Despite Rick Santorum's sanctimonious pothering about "indoctrination" in education - and despite his claims of homeschooling his children - two of his sons attended (or still attend) The Heights School. The Heights is an Opus Dei affiliated Catholic prep school in Potomac Maryland for grades 3-12. Here is a link to a NY Times story about it from January of this year:
NY Times / Jan 12, 2012
POTOMAC, Md. — “Are your jackets on, boys?” Joe Cardenas inspects his charges in a first-period freshman humanities class, sees that they are all appropriately blazered and standing tall, bows his head and begins the morning Hail Mary: “Hail Mary, full of grace, the Lord is with thee ...” Only when they have finished the prayer do they take their jackets off. They sit and open copies of “Sir Gawain and the Green Knight,” the 14th-century English romance.
Mr. Cardenas teaches at the Heights School, a suburban Washington boys’ school affiliated with Opus Dei, the Catholic organization of which he is a member. By the standards of more famous Washington private schools, like Sidwell Friends or Georgetown Preparatory, the Heights is poor, little known and young — it was founded in 1969. But since then it has become the popular school for a small clique of Washingtonians: conservative Catholics.

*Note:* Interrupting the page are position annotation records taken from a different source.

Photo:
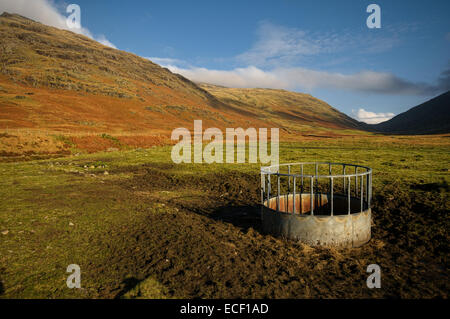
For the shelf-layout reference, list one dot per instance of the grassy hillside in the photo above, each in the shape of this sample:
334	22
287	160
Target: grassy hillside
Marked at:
295	112
431	117
59	82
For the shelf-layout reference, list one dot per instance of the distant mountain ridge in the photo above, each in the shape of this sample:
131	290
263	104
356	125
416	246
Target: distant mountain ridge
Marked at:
431	117
58	80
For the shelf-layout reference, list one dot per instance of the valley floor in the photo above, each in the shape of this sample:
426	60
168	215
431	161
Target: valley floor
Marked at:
140	226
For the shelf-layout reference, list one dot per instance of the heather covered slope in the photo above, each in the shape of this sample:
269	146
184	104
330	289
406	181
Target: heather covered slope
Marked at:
54	79
431	117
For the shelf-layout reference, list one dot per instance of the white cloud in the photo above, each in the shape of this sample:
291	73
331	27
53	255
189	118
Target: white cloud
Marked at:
278	45
46	12
372	117
302	78
165	61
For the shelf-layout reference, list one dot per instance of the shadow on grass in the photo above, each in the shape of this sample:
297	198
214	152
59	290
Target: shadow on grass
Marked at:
244	216
432	187
129	283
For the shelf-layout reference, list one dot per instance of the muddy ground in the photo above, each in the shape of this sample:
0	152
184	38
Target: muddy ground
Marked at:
205	241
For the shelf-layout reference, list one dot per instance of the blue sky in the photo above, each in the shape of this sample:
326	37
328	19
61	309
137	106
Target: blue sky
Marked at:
320	47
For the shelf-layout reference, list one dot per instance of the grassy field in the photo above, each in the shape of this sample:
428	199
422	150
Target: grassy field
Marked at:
140	226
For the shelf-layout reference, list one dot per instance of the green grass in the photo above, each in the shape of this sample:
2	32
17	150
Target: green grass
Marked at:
57	212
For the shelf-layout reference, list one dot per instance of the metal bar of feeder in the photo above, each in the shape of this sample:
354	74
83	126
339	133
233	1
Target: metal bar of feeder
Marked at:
293	198
316	184
312	196
331	196
278	192
343	173
370	191
349	189
301	190
362	190
367	193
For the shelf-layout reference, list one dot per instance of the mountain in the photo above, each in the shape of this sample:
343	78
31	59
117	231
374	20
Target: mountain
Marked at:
431	117
57	80
286	109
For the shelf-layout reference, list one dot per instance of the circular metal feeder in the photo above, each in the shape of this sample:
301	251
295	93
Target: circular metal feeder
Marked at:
318	203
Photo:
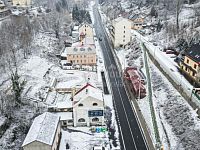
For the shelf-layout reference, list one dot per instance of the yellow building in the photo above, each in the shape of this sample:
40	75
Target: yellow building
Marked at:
83	55
120	32
191	63
22	3
86	30
137	21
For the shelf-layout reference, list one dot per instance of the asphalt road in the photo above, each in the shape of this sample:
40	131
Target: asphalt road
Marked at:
131	135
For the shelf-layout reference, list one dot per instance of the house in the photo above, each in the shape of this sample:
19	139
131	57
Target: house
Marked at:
88	106
3	10
85	30
81	55
21	3
190	65
66	118
44	133
137	21
120	32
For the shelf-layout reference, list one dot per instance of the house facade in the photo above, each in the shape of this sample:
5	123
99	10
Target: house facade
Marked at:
81	55
190	65
22	3
121	32
88	106
85	30
44	133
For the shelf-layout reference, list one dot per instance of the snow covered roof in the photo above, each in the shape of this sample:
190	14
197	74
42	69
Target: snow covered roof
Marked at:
76	28
88	91
88	41
43	129
64	115
193	52
80	50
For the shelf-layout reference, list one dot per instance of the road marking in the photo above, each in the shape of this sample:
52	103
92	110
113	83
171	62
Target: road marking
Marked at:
122	102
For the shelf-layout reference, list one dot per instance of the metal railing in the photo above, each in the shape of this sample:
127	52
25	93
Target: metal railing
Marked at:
154	121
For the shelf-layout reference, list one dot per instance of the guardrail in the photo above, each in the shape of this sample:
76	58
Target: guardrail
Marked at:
154	121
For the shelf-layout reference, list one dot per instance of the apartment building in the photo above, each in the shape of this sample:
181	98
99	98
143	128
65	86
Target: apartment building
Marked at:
120	32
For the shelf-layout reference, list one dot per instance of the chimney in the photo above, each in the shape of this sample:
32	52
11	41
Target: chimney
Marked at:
86	91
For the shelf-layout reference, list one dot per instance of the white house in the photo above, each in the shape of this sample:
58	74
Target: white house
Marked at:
44	133
88	106
85	30
121	32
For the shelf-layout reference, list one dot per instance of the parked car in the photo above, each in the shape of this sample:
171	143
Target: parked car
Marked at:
155	44
171	52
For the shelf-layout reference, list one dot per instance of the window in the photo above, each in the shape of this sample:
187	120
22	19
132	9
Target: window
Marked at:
193	74
95	119
81	120
195	66
64	123
80	105
95	104
70	121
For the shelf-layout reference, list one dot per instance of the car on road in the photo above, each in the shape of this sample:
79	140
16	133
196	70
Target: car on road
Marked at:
155	44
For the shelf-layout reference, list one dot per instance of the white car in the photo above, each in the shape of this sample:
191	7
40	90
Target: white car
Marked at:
99	148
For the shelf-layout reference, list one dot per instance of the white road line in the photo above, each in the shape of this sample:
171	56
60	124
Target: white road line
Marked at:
122	103
117	117
134	111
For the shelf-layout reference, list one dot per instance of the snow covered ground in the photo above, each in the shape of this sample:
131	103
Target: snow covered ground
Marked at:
168	66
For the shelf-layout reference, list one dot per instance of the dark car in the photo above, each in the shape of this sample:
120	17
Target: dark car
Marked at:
155	44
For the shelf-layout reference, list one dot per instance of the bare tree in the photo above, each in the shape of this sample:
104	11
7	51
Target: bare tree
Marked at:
179	4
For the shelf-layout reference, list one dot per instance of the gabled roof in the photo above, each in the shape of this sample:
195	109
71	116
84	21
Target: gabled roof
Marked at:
88	91
194	52
88	84
43	129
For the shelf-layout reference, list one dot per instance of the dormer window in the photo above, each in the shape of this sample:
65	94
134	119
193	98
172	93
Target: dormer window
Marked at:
95	104
80	105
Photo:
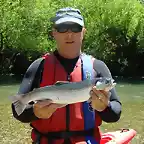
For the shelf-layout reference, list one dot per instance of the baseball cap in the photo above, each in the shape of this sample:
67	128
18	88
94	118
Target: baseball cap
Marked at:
68	14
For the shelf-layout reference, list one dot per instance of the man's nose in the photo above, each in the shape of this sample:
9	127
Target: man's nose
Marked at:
69	33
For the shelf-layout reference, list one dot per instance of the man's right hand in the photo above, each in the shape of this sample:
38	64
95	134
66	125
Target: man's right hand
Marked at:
44	109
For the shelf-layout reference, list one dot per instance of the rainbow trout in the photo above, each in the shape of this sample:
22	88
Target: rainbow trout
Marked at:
62	92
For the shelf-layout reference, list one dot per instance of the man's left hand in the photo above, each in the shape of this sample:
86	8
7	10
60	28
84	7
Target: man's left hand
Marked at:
99	99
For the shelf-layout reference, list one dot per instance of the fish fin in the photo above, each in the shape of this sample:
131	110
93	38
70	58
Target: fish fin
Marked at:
19	107
61	82
15	98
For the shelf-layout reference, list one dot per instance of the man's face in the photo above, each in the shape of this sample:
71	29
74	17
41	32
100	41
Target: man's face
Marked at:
69	37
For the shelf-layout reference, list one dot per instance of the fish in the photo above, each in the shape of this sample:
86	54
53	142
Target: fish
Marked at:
105	83
62	92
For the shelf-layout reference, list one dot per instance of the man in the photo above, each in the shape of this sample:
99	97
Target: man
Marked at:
76	123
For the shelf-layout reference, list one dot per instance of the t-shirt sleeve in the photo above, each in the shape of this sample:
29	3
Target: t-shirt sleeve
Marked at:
113	112
30	81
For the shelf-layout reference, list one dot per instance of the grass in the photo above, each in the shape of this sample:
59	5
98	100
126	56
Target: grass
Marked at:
132	97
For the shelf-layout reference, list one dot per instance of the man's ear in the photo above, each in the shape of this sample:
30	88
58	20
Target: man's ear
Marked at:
51	34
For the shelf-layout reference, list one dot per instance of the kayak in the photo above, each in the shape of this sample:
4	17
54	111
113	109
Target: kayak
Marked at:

Although he has made being a home-schooling dad part of his identity, the Republican presidential candidate Rick Santorum has sent two sons to the Heights. The school, for boys in Grades 3-12, has also educated the sons of the Republican Senators Mel Martinez and Chuck Hagel; former F.B.I. Director Louis J. Freeh; Maggie Gallagher, founder of the National Organization for Marriage; and Kate O’Beirne, an editor at National Review.
The Heights School: Wiki link
The Heights School is a preparatory school for boys in grades 3-12 in Potomac, Maryland, USA. Its mission is to assist parents in the intellectual, spiritual, and physical education of their sons. It is located in the Roman Catholic Archdiocese of Washington. The school's Christian orientation and spiritual formation are entrusted to Opus Dei, a personal prelature of the Catholic Church founded in 1928.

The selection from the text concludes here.